Louisiana kayak anglers are blessed with great, year-round fishing, and there is no doubt that good fishing can be had in any month. However, October generally makes for pleasant days on the water marked by short paddles and lots of action.
Kayak-fishing is great exercise, but can be uncomfortable on a sweltering 95-degree August day or a damp, bitter, February morning. Exposed directly to the elements, kayak-fishing on these days can frankly be not much fun. But ah, when fall rolls around, those crisp mornings and mild days make for the best times to be on the water.
Trout and redfish are the main quarry of Louisiana’s inshore kayak anglers, and there is no better time to chase them than October. The coastal marshes are in transition, and speckled trout are finishing their move from the outer coast to the interior marsh where they gang up until dispersing coastward for the beginning of the spring and summer spawning season. Of course, slot-size redfish are ever-present, but the lower water temperature puts a little extra kick in their fins, and they bite like crazy.
Live bait vs. artificial
Live bait is still available at most marinas and is never a bad bet. Managing live bait in a kayak can be difficult without a properly set-up live well, but it can be done. During the peak of summer, keeping bait healthy is difficult due to the water’s surface temperature being close to hot-tub status. The cooler fall weather makes it much easier to keep them happy and alive. A simple, floating bait bucket or one with a small air bubbler is all you need to keep your bait frisky and ready for action.
However, the good news is that artificial lures really shine during the fall. Pick out a few of your favorite plastic tails, jigheads and a popping cork and you’re set for some great action. If you like fishing hard-plastic lures, topwater and suspending plugs also do the trick. The main idea is to have a variety in order to cover the water column. No subtle winter bites here. The fish are hungry and let you know it.
Both trout and reds can be found in small schools at all the high-percentage areas.
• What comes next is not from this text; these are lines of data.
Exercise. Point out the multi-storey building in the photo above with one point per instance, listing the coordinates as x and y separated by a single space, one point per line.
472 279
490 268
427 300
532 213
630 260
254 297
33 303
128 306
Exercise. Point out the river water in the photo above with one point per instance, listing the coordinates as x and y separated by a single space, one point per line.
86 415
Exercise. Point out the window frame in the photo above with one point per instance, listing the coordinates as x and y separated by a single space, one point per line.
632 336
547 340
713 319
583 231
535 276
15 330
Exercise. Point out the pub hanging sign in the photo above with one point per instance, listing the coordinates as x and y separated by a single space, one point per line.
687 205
Don’t overlook any point, cut or other irregular shoreline feature. Of course, areas with moving water or active signs of bait are always a good bet. Having a couple rods rigged with different set-ups makes locating fish and dialing in on what they want much easier. Since fish are less scattered this time of year, find where they are holding, and you might not have to make many moves.
A popping cork is a great search bait. It is fairly easy to cover every direction, and that popping sound surely gets noticed when you hit the right spot. Try a little bit of everything, in every direction, before giving up on a particular location. You can literally miss the fish by just a few feet if the area isn’t thoroughly worked. Although the surface may look the same, there may be an unseen feature that has the fish where they want to be. An oyster reef, a ledge, a current break or anything that provides a change of structure is key to congregating the fish. Covering the water column is just as important as covering different areas. Even in marsh areas just a few feet deep, fishing on the bottom can be more productive than under a cork or vice versa.
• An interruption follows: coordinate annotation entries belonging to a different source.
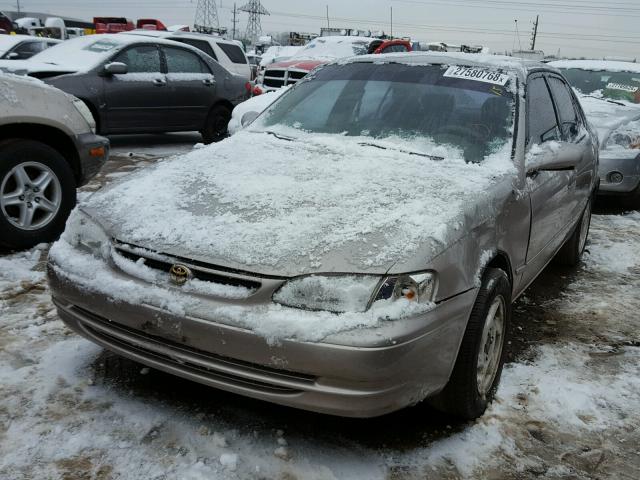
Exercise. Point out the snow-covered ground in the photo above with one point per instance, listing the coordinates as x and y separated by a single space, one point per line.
568 405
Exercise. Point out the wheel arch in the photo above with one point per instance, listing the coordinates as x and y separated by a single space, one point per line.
50 136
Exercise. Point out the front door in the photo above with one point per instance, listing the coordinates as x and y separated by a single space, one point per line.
137 100
191 89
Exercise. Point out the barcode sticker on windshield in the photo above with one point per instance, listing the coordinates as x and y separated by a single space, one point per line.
620 86
477 74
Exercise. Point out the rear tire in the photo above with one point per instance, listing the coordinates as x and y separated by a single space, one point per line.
478 368
571 252
217 125
50 203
Did I mention short paddles? I’m a firm believer that fish do not know where the boat launch is. Kayak anglers would do well to heed this principle. I rarely see anyone launch a powerboat and immediately starting to fish. There is something in that key switch that requires cranking up and heading out. How many fish are passed up at 40 mph looking for what is thought to be greener pastures?
Unless you launch in an extremely high-traffic area, fish your way to your intended area. On many fall trips, great action is found literally in sight of the boat launch. If you like paddling or need some extra exercise, head for parts over yonder. However, if the goal is to catch fish, get a lure in the water as soon as possible.
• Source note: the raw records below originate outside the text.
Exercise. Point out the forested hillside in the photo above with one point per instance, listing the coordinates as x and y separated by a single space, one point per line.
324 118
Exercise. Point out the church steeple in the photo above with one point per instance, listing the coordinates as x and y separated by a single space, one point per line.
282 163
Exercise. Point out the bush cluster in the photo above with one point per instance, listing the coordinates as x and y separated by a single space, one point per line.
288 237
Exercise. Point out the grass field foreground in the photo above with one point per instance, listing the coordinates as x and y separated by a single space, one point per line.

It may be a bit cool in the mornings, so dress in light layers; you can adjust accordingly as the temperature rises. Although it is not hot, sun protection is still needed. Sitting so close to the water, you can get a mean sunburn from the glare without even noticing. Technical fishing pants, long-sleeve shirt, and a face covering, all with SPF protection, keeps you cool and comfortable.
At this time, many anglers have switched their attentions to hunting and several will be off at deer camp bowhunting or preparing for gun season. October is in between teal and big duck seasons so there will be no duck hunters out, except for a few in the marsh working on blinds. The bottom line is that the marsh is less crowded.
Fall can be the most comfortable and productive time to be a kayak angler in south Louisiana, marked by hungry fish, mild days and short distances to cover. While many anglers across other parts of the country are preparing their kayaks for winter storage, we’re out there enjoying some of the best kayak fishing there is to be had.